Juniper made $1.08 billion of revenue, down 11 percent year-on-year, GAAP operating margin shrinking year-on-year from 12.8 percent to 5.1 percent, and GAAP net income was 68 percent down year-on-year to $34.4 million.
CEO Rami Rahim predicted a return to growth by the end of 2018 claiming that this year was a “transition year” for Juniper.
CFO Ken Miller told the company's financial conference call the most significant dent was due to a change to the ASC 606 accounting standard, which governs how customer contracts are recognised.
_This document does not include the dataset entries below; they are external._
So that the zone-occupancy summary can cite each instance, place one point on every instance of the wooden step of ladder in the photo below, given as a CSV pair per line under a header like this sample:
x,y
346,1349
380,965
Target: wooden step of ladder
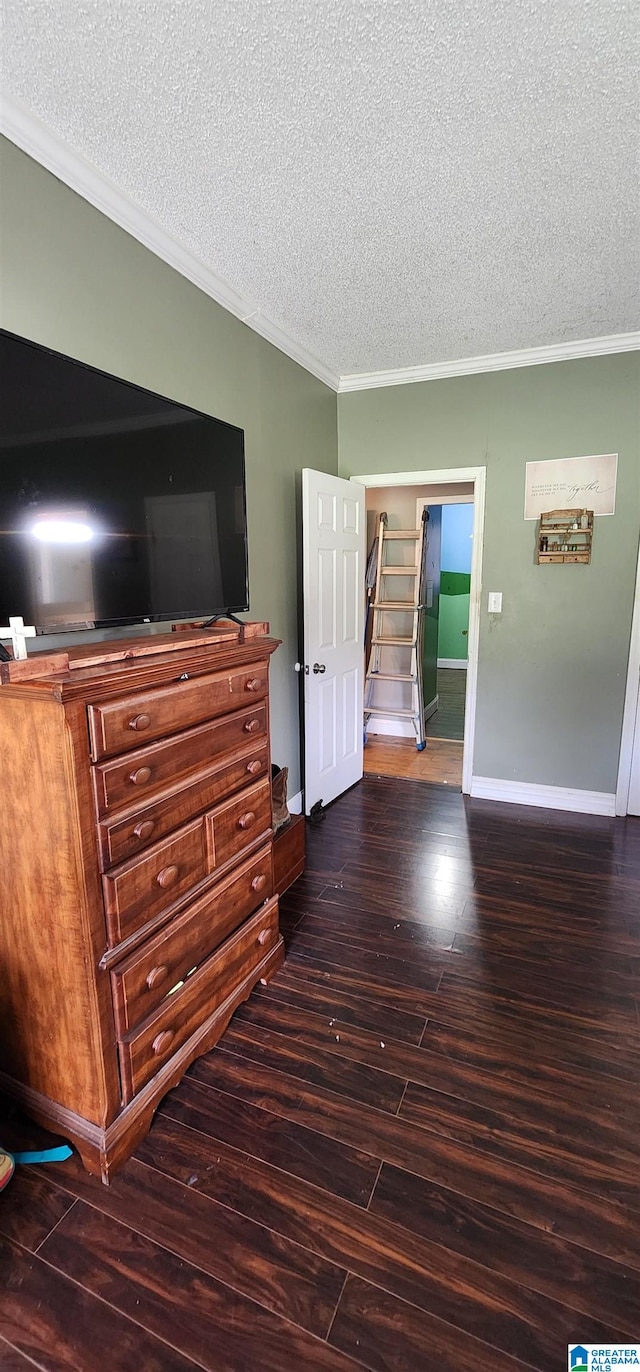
x,y
379,671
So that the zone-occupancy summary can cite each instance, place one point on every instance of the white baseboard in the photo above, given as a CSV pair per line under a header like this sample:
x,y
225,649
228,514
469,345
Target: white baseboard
x,y
547,797
390,726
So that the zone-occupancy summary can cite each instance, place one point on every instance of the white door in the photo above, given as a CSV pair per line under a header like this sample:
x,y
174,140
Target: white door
x,y
633,808
333,586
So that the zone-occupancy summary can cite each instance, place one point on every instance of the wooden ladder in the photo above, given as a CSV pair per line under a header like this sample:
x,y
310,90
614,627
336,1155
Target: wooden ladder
x,y
381,641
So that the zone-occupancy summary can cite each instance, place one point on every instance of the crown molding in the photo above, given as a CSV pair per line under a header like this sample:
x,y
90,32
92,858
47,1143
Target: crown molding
x,y
36,139
46,147
493,362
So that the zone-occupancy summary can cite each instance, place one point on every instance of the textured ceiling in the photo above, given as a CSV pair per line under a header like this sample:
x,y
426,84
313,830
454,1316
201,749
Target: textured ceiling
x,y
393,181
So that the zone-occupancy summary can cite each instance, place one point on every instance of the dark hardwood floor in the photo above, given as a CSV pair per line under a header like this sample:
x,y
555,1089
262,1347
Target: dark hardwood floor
x,y
415,1151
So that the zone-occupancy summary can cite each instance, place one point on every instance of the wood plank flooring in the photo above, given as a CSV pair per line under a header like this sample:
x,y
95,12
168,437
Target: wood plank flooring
x,y
441,760
416,1149
440,763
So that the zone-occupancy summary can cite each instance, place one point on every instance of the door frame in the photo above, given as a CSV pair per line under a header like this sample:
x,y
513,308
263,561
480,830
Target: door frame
x,y
629,714
455,476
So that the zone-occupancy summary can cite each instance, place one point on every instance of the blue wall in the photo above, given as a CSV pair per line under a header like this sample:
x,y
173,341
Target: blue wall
x,y
458,526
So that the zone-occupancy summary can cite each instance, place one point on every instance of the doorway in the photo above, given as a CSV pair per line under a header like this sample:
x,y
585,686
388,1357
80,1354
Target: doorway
x,y
449,671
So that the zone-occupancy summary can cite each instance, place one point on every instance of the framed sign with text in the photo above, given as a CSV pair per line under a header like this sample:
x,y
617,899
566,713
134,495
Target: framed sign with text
x,y
572,483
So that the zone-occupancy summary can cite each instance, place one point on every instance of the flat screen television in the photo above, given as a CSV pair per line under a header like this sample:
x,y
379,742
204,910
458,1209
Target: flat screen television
x,y
117,506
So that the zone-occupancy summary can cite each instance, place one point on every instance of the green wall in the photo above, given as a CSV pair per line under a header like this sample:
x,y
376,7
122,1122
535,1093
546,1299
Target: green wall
x,y
552,667
74,281
453,627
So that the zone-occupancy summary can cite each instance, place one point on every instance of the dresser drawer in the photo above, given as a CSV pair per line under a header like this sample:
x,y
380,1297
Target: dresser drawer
x,y
144,978
238,823
131,833
147,1047
140,888
127,779
122,725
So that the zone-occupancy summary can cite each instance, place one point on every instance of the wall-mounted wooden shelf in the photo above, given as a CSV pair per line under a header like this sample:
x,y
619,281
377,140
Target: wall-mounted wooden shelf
x,y
565,537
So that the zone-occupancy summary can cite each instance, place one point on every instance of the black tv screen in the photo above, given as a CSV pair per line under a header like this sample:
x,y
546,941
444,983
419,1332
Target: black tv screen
x,y
117,506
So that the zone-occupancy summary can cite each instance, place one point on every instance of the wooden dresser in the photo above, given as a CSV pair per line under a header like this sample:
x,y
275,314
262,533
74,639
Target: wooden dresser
x,y
138,904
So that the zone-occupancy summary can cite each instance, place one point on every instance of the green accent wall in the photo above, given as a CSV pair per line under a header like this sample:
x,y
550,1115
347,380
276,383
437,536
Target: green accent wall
x,y
453,626
552,667
77,283
455,583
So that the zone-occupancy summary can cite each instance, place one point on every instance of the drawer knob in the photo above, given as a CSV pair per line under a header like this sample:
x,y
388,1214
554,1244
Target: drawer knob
x,y
155,976
140,777
162,1042
168,877
140,722
144,829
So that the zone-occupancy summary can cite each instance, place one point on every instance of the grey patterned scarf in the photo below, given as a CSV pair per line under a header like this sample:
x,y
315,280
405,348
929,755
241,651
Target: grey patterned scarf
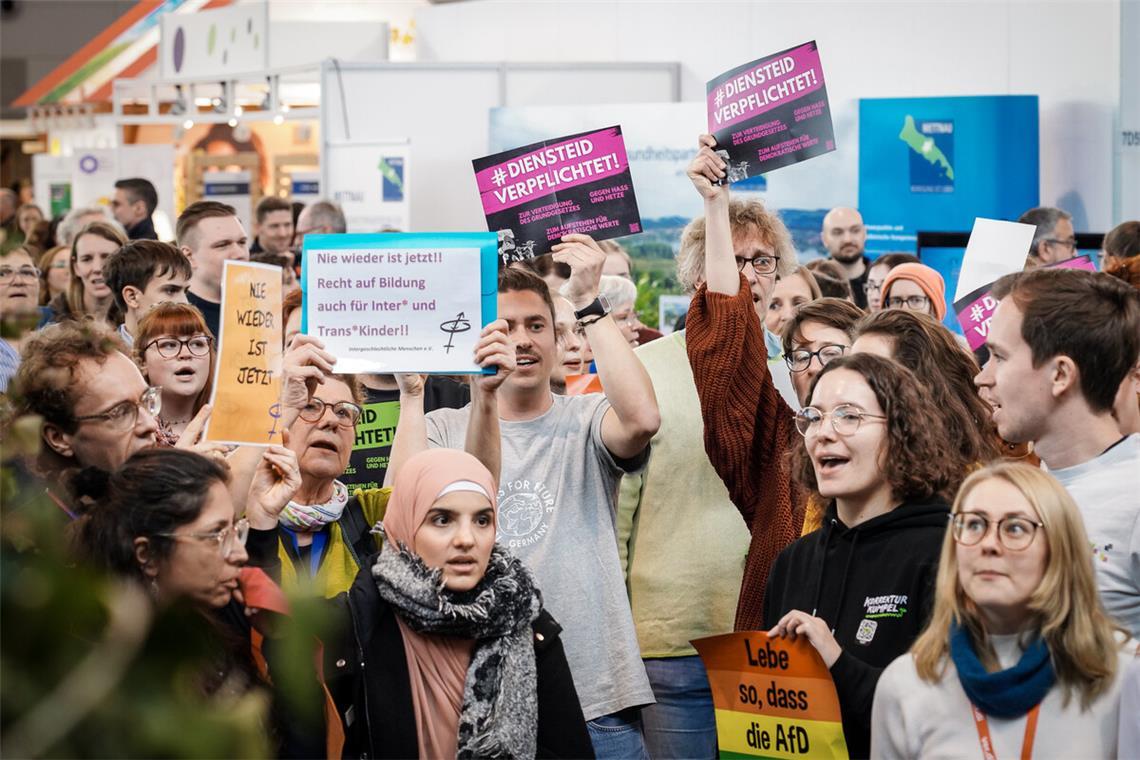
x,y
499,714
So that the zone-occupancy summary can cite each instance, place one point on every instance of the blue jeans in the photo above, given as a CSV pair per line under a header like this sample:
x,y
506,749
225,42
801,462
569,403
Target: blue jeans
x,y
682,724
617,736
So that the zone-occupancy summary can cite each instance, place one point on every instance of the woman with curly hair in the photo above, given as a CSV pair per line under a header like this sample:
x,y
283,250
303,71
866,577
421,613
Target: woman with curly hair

This meant “product deferred revenue was $159 million, down $123 million and 44 percent year-over-year...without the impact of [new accounting standard] ASC 606; deferred product revenue would have been up approximately 19 percent year-over-year”, Miller said.
Security was the only product segment to record year-on-year - up 11 percent to $75 million; routers were down 22 percent to $408 million, switching fell five percent to $230 million, and services eased five percent to $372 million.
Rahim said that the transition by Juniper's largest customers from the MX to the PTX platform was a significant headwind for the company in the quarter.
He said cloud customers are expected to be a bright spot through 2018, because “projects that were previously on hold have started moving to deployment”.
EMEA grew eight per cent year-on-year to $308 million.
As for the future, Miller said: “Customer spending remains dynamic and difficult to predict”, but the company expects a return by the third quarter to year-on-year growth.
The PTX platform represented “more than 80 per cent” of cloud routing ports shipped “on a ten gig-equivalent basis”, but that comes at a cost, because that platform is “meaningfully” cheaper on a per-port basis, and it's also a lower margin product on a per-port basis.